Our new historical moment requires different thinking and different strategies, but it also offers new opportunities to solve some very practical problems. Ideas from environmentalists that for decades have been derided by economists and politicians—reducing consumption, relocalizing economic activity, building self-sufficiency—are suddenly being taken seriously in households that can no longer afford to keep up with the consumerist treadmill.
Quietly, a small but growing movement of engaged citizens, community groups, businesses, and elected officials has begun the transition to a post-carbon world. These early actors have worked to reduce consumption, produce local food and energy, invest in local economies, rebuild skills, and preserve local ecosystems. For some citizens, this effort has merely entailed planting a garden, riding a bike to work, or no longer buying from “big-box” stores. Their motivations are diverse, including halting climate change and promoting environmental preservation, food security, and local economic development. The essence of these efforts, however, is the same: They all recognize that the world is changing and that the old way of doing things, based on the idea that consumption can and should continue to grow indefinitely, no longer works.
Alone, these efforts are not nearly enough. But taken together, they can point the way toward a new economy. This new economy would not be a “free market” but a “real market,” much like the one fabled economist Adam Smith originally envisioned; it would be, as author David Korten has said, an economy driven by Main Street and not Wall Street.

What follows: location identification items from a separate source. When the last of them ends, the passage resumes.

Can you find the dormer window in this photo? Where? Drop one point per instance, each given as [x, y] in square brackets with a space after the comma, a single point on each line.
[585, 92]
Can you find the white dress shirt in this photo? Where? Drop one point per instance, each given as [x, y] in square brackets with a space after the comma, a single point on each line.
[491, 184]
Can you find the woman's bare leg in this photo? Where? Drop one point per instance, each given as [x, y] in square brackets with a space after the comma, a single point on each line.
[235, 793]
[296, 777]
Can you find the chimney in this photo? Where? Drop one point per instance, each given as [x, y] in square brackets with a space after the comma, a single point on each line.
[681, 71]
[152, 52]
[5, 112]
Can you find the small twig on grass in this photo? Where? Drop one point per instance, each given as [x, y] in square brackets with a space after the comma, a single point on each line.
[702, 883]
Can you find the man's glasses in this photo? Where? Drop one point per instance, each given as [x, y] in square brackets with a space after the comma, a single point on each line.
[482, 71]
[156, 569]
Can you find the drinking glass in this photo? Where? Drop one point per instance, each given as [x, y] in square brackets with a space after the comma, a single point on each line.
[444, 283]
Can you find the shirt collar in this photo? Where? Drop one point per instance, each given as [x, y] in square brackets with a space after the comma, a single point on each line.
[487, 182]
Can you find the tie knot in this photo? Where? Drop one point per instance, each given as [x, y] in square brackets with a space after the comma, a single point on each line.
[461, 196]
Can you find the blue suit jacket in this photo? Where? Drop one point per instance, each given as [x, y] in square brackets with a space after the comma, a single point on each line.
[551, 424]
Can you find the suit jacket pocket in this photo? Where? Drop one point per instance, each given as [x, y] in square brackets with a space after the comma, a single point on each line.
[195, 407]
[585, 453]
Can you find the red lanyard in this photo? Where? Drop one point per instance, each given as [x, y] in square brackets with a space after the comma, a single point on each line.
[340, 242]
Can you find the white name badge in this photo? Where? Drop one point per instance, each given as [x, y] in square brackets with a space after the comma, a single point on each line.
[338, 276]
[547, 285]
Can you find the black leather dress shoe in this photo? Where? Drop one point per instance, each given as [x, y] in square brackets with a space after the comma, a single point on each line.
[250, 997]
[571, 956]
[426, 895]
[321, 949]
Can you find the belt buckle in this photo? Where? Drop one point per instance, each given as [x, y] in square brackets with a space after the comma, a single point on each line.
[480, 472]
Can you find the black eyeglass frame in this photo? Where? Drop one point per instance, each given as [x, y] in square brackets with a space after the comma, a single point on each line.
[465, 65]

Thus far, most of these efforts have been made voluntarily by exceptional individuals who were quick to understand the crisis we face. But with time, more and more people will be searching for ways to meet basic needs in the context of a shrinking economy. Families reliant on supermarkets with globe-spanning supply chains will need to turn more to local farmers and their own gardens. Many globe-spanning corporations—unable to provide a continuous return on investment or to rely on cheap energy and natural resources to turn a profit—will fail, whereas much smaller local businesses and cooperatives of all kinds will flourish. Local governments facing declining tax revenues will be desperate to find cheap, low-energy ways to support basic public services like water treatment, public transportation, and emergency services.
Elements of a transition strategy have been proposed for decades, with few notable results. Usually these have been presented as independent—sometimes even contradictory—solutions to the problems created by fossil-fuel dependency and consumerism. Now that “business as usual” is ceasing to be an option for mainstream society, these strategies need to be rethought and rearticulated coherently, and they need to become the mainstream.
What we need now are clarity, leadership, coordination, and collaboration. With shared purpose and a clear understanding of both the challenges and the solutions, we can manage the transition to a sustainable, equitable, post-carbon world, though the urgency of the need to fully and immediately engage with the transition process at all levels of society can hardly be overstated.